I have my trolling reels filled with Jerry Brown 80 hollowcore and a 100 yard mono topshot. Obviously a blue or wahoo can make a smoking fast run and take lots of line quickly. In order to avoid spectra line burns on your fingers from a fish making a fast run, do you wear some sort of a glove on your left hand? If so, what kind? 

thanks


----------



## Xanadu (Oct 1, 2007)

A couple years back, I sent off to 80s to get spooled with JBHS80 and was shocked when I got the bill.



What reels are you using these on? I think mine were $450 each for line.
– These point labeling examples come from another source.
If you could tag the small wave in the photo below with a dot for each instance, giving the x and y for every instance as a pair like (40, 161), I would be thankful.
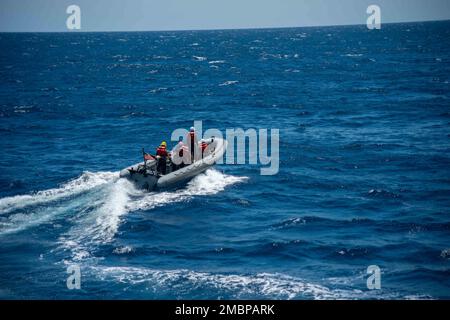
(353, 55)
(238, 286)
(198, 58)
(85, 182)
(209, 183)
(228, 83)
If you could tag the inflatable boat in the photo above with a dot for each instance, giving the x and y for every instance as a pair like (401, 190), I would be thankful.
(145, 174)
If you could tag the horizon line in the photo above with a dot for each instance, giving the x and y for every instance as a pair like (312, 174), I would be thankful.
(230, 29)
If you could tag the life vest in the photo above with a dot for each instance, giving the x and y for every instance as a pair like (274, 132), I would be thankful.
(161, 151)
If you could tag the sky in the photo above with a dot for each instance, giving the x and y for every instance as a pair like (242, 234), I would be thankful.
(153, 15)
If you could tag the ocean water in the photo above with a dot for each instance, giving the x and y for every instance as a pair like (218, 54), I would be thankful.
(364, 174)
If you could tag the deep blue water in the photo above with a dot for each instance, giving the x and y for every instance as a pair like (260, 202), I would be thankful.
(364, 175)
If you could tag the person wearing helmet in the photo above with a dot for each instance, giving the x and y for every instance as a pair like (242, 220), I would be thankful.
(192, 143)
(180, 155)
(161, 156)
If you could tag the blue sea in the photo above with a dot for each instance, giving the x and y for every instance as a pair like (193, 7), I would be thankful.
(364, 119)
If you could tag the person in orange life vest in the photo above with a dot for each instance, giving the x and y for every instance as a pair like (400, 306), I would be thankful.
(192, 143)
(162, 154)
(179, 155)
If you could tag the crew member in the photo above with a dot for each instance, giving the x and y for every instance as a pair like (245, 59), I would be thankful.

Anyway, I only have 2 with hollow spectra and put Dacron on the others. Why do you want to touch your line while it's being pulled? Heat will hurt the spectra.


----------



## MM (Nov 11, 2007)

Basil Pappas at BHP Tackle filled each Tiagra 30wlrs with the spectra. I was thinking of something to cover your thumb up for when a fish takes off while your thumb is levelwinding the line.


----------



## Feeding Frenzy (Feb 26, 2008)

To answer the question directly. That is a very good choice in line, especially if you are in a fighting chair in a "BIG" boat. Just don't touch the line at all when it is dumping and back the drag off as it is emptying. Good luck.


----------



## Chris V (Oct 18, 2007)

Where kevlar or leather fingered gloves when fighting a big fish with braid. There are many good gloves out there to choose from but my favorite are the bluefever shortpump LR's. You can get these at just about any shop that specializes in offshore fishing. I've been fishing with spectrabraid for about 12 years and now I won't go without gloves.


----------



## MM (Nov 11, 2007)

Thanks Trigger, that's what I was looking for.


----------



## Daydreamin (Jun 20, 2008)

Tunapopper,

I assume you handle fish with those same gloves. I was wondering how they work as far as handling a bill on a sailfish at the side of the boat. Do you have enough protection with the short fingers?


----------



## Chris V (Oct 18, 2007)

I do handle fish with them but I will say that with the short fingers the bill of a marlin will still eat up your fingertips. If your going to bill a fish I would still use a full fingered glove. You can get some really awesome full kevlar work gloves from most building supply shops that work great for both fighting a fish and handling it next to the boat.


----------